Мы попадаем в какой-то закуток и целуемся, целуемся. Каким-то новым, неиспытанным счастьем полыхает моя душа. Но… в один миг меня снова пронзает мысль: ведь завтра меня уже не будет с ней. Не будет!.. Куда же я раньше-то смотрел, остолоп!
— Ой, солдат, весь стыд потеряла с тобой… — горячими губами шепчет Дина в мои губы. — Какой же ты жаднющий целоваться…
И мы снова целуемся, готовые исцеловать себя до самой распоследней косточки.
Чуть опомнившись, мы замечаем, что над городом, с запада, нависла огромная светлая луна. А чуть поодаль опять сопровождает ее мерцающая звездочка.
— Как светится нынче месяц! — удивляется Дина. — Не из-за нас ли так старается? Чтобы мы лучше разглядели друг друга.
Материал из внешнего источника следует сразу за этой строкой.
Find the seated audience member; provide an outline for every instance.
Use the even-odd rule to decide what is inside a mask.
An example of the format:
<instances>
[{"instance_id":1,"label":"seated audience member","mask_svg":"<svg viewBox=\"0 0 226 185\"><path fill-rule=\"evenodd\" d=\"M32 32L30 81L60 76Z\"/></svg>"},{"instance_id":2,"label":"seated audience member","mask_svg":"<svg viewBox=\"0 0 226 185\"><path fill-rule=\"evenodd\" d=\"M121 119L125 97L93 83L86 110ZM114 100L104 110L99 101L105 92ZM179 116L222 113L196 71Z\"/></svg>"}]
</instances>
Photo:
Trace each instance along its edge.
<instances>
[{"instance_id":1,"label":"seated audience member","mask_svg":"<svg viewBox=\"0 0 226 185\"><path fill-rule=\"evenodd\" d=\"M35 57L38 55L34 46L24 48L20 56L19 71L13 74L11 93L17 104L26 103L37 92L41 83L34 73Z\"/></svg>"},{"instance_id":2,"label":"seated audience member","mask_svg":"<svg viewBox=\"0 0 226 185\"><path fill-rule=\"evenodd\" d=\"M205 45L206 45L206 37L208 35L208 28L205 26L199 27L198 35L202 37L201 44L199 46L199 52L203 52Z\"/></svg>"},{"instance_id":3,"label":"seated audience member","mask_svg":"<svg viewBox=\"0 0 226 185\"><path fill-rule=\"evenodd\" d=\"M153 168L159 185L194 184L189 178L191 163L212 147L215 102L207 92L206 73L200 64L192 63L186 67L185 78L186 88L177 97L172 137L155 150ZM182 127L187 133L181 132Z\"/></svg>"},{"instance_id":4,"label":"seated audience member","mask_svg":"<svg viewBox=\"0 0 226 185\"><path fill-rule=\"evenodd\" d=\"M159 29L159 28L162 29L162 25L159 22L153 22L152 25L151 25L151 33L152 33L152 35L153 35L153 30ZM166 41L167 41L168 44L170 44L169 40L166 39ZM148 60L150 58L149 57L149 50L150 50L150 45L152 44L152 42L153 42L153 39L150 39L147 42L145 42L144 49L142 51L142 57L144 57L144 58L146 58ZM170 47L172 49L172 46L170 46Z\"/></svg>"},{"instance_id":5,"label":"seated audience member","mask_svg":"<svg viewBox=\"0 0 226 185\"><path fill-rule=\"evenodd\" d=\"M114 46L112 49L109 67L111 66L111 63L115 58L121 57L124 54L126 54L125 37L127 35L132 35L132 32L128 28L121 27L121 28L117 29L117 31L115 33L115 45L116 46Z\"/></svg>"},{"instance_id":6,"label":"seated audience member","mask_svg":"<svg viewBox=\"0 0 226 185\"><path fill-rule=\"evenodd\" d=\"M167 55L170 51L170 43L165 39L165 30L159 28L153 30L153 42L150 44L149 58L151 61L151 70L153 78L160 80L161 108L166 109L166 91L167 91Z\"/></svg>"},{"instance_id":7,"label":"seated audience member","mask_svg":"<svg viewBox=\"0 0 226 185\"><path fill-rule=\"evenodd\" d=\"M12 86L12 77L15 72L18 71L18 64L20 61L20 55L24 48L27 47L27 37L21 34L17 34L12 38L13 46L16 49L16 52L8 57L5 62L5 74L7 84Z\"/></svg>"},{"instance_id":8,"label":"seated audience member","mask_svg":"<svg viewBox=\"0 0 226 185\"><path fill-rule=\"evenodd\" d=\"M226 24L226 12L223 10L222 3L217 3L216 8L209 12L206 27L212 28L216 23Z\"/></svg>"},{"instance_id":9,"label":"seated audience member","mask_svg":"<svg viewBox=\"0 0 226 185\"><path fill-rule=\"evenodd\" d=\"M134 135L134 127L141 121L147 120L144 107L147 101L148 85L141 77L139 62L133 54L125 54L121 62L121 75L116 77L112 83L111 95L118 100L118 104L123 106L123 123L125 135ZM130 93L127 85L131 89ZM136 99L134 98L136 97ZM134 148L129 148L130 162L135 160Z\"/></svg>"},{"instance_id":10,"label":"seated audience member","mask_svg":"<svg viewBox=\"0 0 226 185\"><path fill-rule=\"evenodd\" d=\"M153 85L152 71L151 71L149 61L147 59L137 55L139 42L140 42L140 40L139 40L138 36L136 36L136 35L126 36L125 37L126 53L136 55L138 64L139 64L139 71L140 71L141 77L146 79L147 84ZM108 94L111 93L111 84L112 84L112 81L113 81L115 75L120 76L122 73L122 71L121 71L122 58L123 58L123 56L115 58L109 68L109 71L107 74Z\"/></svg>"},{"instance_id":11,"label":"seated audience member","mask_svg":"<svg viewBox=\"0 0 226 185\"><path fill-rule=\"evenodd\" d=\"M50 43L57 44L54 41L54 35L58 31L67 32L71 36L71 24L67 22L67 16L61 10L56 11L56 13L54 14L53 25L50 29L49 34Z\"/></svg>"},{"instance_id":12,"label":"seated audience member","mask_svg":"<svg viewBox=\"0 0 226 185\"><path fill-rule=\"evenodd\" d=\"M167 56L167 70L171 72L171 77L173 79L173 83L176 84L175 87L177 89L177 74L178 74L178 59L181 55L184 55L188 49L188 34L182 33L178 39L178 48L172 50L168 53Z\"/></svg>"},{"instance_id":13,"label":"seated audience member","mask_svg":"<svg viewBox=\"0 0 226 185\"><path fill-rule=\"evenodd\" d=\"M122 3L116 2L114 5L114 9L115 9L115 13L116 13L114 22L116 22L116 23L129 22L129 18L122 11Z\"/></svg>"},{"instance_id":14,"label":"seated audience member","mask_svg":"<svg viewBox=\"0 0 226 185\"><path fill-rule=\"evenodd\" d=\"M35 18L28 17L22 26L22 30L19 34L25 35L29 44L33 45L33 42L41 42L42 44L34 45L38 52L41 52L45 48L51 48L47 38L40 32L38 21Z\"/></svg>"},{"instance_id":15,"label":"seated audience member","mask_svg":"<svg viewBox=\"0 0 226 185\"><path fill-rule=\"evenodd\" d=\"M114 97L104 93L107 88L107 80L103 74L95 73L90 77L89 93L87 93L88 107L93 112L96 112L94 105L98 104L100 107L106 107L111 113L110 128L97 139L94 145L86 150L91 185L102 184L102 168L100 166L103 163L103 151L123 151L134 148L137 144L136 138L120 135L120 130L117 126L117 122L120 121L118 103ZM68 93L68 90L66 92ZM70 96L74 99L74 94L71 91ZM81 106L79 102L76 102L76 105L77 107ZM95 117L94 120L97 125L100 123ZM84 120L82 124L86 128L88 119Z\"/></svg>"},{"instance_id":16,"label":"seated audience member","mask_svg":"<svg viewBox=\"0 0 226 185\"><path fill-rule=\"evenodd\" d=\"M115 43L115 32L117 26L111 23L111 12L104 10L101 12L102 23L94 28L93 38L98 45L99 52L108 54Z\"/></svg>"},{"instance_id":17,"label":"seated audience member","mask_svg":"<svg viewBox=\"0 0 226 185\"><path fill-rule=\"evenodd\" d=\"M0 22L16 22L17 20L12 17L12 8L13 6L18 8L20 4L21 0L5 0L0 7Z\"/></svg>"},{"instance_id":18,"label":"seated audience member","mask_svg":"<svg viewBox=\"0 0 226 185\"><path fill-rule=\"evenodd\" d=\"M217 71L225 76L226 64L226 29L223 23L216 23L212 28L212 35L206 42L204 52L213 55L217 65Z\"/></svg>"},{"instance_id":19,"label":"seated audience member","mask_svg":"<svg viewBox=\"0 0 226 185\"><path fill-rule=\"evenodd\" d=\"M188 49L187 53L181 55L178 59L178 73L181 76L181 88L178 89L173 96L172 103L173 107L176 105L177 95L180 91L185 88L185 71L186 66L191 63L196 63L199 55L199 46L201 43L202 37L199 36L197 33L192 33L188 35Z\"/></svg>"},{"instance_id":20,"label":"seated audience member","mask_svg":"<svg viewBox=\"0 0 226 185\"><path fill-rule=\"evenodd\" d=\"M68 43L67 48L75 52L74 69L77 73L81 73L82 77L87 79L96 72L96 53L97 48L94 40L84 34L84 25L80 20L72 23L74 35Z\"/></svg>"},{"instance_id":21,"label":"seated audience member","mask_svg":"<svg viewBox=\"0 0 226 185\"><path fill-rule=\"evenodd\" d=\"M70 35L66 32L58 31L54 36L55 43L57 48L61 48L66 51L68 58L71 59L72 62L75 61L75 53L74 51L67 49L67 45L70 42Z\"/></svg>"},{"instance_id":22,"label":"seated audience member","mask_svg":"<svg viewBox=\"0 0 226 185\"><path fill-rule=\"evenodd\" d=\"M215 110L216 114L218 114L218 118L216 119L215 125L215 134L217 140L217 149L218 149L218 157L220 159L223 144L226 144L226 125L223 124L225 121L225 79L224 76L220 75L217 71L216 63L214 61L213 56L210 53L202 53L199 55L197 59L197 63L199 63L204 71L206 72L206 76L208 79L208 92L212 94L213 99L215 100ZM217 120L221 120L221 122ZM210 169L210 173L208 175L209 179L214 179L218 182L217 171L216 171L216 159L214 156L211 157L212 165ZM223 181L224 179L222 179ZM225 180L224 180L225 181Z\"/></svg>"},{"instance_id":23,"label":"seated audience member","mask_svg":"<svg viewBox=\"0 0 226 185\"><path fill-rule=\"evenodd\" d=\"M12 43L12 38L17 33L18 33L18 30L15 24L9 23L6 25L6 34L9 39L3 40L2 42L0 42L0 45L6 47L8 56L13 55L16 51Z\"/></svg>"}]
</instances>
А, Федя?
— Наверно, — соглашаюсь я.
Мы, тесно прижавшись друг к другу, долго молча глядим на струящуюся бледным светом луну. Она окончательно округлилась теперь — выровнялась бахрома на краю, словно бритвой остро и четко вырезано вокруг.
— Видишь, Дина, девушка стоит там, на луне.
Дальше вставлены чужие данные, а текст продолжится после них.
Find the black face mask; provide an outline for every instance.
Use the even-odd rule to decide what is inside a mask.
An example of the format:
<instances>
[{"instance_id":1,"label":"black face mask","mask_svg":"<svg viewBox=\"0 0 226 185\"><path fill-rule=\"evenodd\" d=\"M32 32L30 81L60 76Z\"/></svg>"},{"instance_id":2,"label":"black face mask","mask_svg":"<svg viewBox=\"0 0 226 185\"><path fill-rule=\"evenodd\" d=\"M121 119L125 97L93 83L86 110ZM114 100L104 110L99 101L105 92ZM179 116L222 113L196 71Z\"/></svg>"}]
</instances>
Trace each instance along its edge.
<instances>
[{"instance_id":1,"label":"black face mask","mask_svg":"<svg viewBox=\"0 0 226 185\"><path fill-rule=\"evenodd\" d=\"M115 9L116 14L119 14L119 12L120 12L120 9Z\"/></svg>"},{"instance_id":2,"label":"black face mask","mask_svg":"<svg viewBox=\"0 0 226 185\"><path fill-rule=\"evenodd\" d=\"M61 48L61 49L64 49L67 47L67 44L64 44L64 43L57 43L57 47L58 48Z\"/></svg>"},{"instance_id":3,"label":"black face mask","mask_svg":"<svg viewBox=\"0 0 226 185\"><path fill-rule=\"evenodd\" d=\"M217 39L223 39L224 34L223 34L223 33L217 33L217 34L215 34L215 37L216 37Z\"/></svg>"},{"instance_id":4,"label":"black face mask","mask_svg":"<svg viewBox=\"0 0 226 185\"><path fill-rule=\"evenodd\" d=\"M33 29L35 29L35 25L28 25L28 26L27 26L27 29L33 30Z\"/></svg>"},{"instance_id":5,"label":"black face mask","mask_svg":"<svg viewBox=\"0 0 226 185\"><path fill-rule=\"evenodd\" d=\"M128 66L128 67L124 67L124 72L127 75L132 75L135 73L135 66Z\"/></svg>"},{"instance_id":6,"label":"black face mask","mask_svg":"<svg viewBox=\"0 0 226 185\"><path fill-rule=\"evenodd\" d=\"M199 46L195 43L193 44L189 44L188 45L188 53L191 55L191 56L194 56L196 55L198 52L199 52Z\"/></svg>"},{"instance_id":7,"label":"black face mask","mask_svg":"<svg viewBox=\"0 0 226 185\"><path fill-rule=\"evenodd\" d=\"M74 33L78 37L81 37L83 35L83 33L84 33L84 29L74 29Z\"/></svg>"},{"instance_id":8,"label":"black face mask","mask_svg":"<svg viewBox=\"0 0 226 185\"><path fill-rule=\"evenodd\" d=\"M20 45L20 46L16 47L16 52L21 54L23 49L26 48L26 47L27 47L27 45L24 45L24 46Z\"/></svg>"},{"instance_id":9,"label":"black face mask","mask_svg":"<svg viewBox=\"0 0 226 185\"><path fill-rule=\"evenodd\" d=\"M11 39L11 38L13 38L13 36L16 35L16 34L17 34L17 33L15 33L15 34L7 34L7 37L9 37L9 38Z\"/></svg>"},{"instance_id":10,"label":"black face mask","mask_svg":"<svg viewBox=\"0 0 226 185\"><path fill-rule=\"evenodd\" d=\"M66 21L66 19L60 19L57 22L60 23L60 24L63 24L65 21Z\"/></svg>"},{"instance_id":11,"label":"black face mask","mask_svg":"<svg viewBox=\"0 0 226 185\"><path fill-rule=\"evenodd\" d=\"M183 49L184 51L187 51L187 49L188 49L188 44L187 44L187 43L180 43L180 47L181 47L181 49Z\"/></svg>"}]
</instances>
— Да, Федя, вижу. С коромыслом. Тяжелые ведра висят. Изогнулась вся, бедняжка, от тяжести-то…
А все вокруг залито бледным и печальным лунным светом. Тени молодых деревьев парка исполосовали снежные сугробы. Неяркими серебряными блестками мерцает снег. И до чего хорошо мне рядом с Диной! И до чего уезжать не хочется! Но ведь пока-то я еще здесь! Здесь… И весь я горю, горю… горю.
— Дина… знаешь… Эту ночь мы должны быть вместе. Понимаешь… У меня знакомые есть в городе… дальние родственники… Пойдем к ним. Пойдем…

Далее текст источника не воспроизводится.